Feature Description Priority
Async API Full async/await support for chat() High
Plugin system Extensible tool architecture for third-party additions Medium
Metrics export Prometheus-compatible metrics endpoint on the server Medium
Configuration files YAML/TOML config for server URLs, defaults, timeouts Medium
Caching layer Optional Redis backend for response caching Low
Multi-modal Image and audio input support (pending Ollama support) Low

Architecture Notes for Future Contributors

  • The _OllamaAPI class is intentionally not async to keep the public API simple.
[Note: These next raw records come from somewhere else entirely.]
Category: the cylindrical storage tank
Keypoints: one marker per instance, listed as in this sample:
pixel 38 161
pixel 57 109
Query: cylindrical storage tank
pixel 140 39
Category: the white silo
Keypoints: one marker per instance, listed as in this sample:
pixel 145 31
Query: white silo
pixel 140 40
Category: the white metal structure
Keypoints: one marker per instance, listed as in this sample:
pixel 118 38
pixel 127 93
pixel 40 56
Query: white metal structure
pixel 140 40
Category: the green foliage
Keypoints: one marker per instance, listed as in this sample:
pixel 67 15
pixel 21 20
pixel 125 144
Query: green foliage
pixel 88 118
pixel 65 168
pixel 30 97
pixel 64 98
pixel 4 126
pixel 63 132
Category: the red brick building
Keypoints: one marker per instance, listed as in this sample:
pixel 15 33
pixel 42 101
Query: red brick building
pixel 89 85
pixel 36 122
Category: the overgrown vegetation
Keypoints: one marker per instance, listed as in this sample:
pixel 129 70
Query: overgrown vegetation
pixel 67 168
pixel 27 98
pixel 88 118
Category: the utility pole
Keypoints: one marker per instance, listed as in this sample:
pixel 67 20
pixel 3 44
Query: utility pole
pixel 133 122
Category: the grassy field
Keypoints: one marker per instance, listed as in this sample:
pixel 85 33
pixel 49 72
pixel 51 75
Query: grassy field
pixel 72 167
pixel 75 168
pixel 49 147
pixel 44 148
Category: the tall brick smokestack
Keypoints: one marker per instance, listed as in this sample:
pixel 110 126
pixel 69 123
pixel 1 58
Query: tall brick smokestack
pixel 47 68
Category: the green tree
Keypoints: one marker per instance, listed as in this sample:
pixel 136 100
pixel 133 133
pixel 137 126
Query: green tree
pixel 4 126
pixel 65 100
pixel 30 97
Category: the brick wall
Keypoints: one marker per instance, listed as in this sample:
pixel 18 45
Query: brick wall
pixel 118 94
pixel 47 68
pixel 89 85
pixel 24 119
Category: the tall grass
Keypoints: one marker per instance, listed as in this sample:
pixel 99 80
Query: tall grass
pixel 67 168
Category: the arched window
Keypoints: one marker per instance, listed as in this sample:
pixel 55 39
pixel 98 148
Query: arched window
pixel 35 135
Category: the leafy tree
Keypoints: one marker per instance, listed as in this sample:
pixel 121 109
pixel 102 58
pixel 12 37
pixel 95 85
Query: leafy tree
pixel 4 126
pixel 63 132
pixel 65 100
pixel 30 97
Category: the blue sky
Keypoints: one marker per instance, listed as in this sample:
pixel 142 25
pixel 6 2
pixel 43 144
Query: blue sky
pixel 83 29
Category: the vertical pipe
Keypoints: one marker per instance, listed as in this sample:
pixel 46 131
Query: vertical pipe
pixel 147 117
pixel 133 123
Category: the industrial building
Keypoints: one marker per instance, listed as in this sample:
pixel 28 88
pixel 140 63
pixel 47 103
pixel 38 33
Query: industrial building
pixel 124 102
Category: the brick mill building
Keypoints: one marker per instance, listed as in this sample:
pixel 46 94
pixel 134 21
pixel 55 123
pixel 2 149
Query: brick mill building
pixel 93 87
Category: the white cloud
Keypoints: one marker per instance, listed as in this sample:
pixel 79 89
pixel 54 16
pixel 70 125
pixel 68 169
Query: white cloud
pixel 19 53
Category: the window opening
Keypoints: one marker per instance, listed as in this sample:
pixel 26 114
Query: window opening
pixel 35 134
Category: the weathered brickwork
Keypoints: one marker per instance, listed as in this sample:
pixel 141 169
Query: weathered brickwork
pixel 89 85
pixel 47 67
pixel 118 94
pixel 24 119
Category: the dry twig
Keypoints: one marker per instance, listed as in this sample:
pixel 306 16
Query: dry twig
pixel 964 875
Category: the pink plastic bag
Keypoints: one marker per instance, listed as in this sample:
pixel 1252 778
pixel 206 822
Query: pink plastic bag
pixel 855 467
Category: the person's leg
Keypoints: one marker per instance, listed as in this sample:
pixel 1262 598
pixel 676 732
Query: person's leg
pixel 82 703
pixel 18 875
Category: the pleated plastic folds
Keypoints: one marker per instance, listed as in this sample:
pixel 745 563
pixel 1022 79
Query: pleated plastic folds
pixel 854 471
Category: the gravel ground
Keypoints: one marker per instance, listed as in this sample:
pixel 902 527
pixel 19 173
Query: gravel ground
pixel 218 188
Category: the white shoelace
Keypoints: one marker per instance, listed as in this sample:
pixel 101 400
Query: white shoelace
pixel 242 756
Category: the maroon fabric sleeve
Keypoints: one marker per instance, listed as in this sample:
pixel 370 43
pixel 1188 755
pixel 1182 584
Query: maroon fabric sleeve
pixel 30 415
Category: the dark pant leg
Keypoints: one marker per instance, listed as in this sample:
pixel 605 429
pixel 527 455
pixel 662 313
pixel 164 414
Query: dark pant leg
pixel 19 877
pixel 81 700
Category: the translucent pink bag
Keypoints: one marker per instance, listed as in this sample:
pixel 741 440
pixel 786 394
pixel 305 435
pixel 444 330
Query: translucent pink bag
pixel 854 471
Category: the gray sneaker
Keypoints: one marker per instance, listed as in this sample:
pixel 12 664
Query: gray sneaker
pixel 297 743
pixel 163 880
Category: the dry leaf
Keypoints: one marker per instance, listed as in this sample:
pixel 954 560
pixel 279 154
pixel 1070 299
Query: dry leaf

When async support is added, it should be a parallel _AsyncOllamaAPI class, not a modification of the existing one.
  • The model metadata JSON format is considered stable. New fields may be added; existing fields must not be removed without a major version bump.
  • The tool pipeline is designed to be run by maintainers, not end users. If a use case arises for user-facing model management, it should be a new public API function, not a thin wrapper around the tools.